No teste de impacto frontal o carro é arremessado a 64 km/hora contra uma estrutura metálica que representa outro veículo em sentido contrário. Os veículos são colocados numa posição desalinhada de propósito, ou seja, eles colidem “de quina” e não totalmente de frente. Esta posição e a velocidade da batida simulam a maioria dos acidentes reais de trânsito, segundo pesquisas. Já no teste de impacto lateral, uma barreira deformável montada em um carrinho é atirada contra o automóvel que está sendo testado a 50 km/h, simulando uma batida em um cruzamento.

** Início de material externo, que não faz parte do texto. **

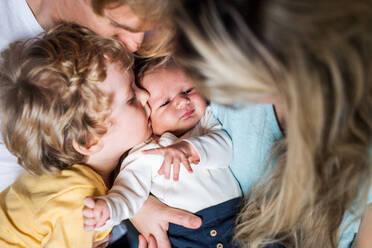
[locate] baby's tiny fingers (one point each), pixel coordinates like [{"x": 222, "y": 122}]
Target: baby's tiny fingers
[
  {"x": 88, "y": 213},
  {"x": 154, "y": 151},
  {"x": 187, "y": 165}
]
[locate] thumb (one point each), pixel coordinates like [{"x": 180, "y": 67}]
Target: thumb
[{"x": 89, "y": 202}]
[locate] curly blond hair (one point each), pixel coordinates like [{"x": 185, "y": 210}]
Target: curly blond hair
[{"x": 50, "y": 95}]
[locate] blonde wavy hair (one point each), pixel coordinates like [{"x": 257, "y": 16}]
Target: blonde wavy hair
[
  {"x": 157, "y": 13},
  {"x": 316, "y": 56},
  {"x": 50, "y": 96}
]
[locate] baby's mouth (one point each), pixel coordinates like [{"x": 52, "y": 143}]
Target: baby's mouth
[{"x": 188, "y": 114}]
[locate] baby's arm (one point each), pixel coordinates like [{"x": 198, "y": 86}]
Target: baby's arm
[
  {"x": 130, "y": 190},
  {"x": 176, "y": 154},
  {"x": 215, "y": 147}
]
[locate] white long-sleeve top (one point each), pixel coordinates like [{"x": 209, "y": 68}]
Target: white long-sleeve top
[{"x": 210, "y": 183}]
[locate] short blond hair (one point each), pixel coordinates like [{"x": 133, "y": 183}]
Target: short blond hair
[
  {"x": 50, "y": 96},
  {"x": 156, "y": 12}
]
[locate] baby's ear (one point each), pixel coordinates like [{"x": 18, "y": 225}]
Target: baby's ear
[{"x": 89, "y": 150}]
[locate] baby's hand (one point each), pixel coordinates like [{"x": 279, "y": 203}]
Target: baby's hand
[
  {"x": 95, "y": 213},
  {"x": 182, "y": 152}
]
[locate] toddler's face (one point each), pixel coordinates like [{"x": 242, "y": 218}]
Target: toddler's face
[
  {"x": 176, "y": 106},
  {"x": 128, "y": 123}
]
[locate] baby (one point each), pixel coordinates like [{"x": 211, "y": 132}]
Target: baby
[
  {"x": 70, "y": 109},
  {"x": 186, "y": 131}
]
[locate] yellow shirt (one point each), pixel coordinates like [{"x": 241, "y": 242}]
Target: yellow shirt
[{"x": 46, "y": 211}]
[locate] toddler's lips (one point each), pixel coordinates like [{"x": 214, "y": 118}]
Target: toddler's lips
[{"x": 188, "y": 114}]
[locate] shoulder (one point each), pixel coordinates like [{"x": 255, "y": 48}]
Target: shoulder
[{"x": 71, "y": 184}]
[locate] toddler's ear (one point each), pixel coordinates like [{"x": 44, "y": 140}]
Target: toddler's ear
[{"x": 88, "y": 150}]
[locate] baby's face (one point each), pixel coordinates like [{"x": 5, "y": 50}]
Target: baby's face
[{"x": 175, "y": 104}]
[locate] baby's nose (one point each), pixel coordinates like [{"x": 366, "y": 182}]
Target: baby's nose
[{"x": 182, "y": 102}]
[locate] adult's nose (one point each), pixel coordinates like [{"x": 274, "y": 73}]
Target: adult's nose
[{"x": 131, "y": 40}]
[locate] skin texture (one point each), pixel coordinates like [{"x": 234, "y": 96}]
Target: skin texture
[
  {"x": 120, "y": 23},
  {"x": 128, "y": 125},
  {"x": 176, "y": 107}
]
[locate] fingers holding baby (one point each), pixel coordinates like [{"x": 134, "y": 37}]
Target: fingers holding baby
[{"x": 95, "y": 213}]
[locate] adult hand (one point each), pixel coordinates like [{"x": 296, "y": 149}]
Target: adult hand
[
  {"x": 143, "y": 243},
  {"x": 154, "y": 218}
]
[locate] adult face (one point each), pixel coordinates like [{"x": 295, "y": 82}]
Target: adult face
[{"x": 120, "y": 23}]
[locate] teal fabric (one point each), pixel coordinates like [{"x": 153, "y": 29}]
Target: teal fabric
[
  {"x": 254, "y": 130},
  {"x": 349, "y": 226}
]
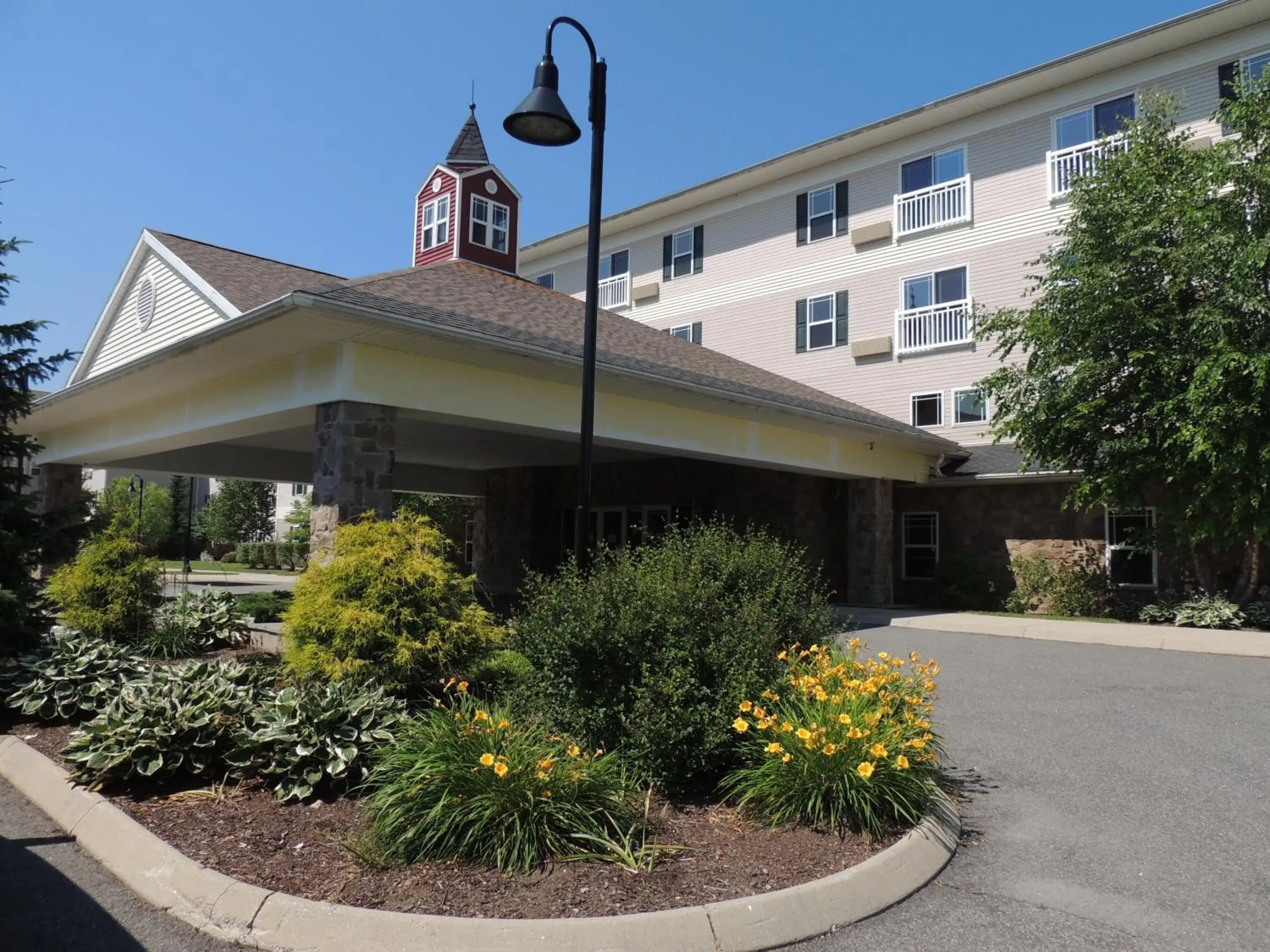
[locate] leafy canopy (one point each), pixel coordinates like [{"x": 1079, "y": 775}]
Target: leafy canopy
[{"x": 1146, "y": 347}]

 O objetivo é avaliar, principalmente, se a carroceria, com a batida, não se projeta exageradamente para dentro, o que pode aumentar a gravidade dos ferimentos nos ocupantes. Um resultado prático dos testes de impacto é a inclusão de itens de segurança nos carros, a exemplo do airbag duplo e dos freios antitravamento ABS, que são obrigatórios no Brasil desde 2014. A luta agora é para que os carros venham de fábrica com controle eletrônico de estabilidade, o que ajudaria a diminuir a perda de controle do veículo em curvas e em situações críticas, como um desvio repentino.